Several years ago, Mark and I found ourselves sharing an office together in Richmond, Virginia. It was nothing elaborate, but we both had our own carrels, computers, and commissions.
The trouble started with the fact that Mark’s desk was closer to the door than mine. I mean, when you are hauling in a bunch of literature and lesson plans, it’s so much easier to put them down on the first desk than to walk those extra three steps, don’t you think?
Which brings me to the reason that my bottle of sparkling water was on Mark’s desk. On a recent trip to pick up supplies, I decided that I could save money by keeping my own (big) bottle of club soda available in our office. That way, we weren’t at the mercy of the vending machines. Makes sense, right?

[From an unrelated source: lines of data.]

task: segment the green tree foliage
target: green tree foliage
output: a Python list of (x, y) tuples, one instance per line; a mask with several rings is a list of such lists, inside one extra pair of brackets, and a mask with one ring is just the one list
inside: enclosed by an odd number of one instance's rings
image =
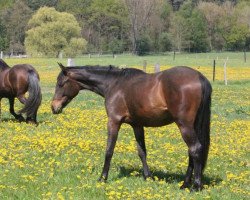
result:
[(125, 43), (128, 38), (127, 10), (120, 0), (93, 0), (88, 13), (87, 35), (95, 47), (94, 50), (107, 51), (113, 40), (120, 40), (120, 44)]
[(152, 41), (149, 37), (149, 35), (141, 35), (138, 39), (137, 39), (137, 44), (136, 44), (136, 51), (137, 51), (137, 55), (142, 56), (147, 54), (150, 51), (150, 47), (152, 45)]
[(25, 0), (25, 1), (32, 10), (38, 10), (43, 6), (54, 7), (57, 5), (58, 2), (58, 0)]
[(21, 0), (18, 0), (2, 14), (2, 22), (6, 28), (9, 52), (23, 53), (25, 30), (32, 11)]
[(58, 56), (65, 51), (73, 56), (86, 48), (80, 26), (72, 14), (43, 7), (32, 16), (28, 25), (25, 47), (29, 54)]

But have you noticed that trying to save a few cents here and there sometimes ends in an expenditure of more than you bargained for? Yeah….I learned that lesson that day, too.
Mark was seated at his desk and I stood over him expounding on my next big idea with gusto and enthusiasm. Single-focused on the passion of the moment, I opened the bottle of soda water without consideration to the jostling it had incurred before arrival. It exploded all over the desk and into Mark’s open laptop.
The next few minutes involved lots of scrambling, dripping and sopping. I felt as sick as Mark looked. But the only thing that he said was, “Accidents happen. After all, it’s just a machine.”
This story for the computer doesn’t end well. I ruined Mark’s laptop that day. It did blink several times and fuzz a bit, but eventually, it died a quiet death – taking all his contacts, documents and files with it. Some had been backed up. Some had not.
Unfortunately, there have been too many of these type stories in our marriage – stories in which I have dropped, broken or backed into something just because I wasn’t paying attention.
But almost to a situation, Mark’s reaction has been the same: saying little, forgiving much.
I guess it’s these very situations, the ones which expose us at our worse, which have truly grown our marriage.
And although I began marriage with a vague distrust for most of the male species, I’ve learned that a man who truly trusts God can be trusted…even when you are at your worst.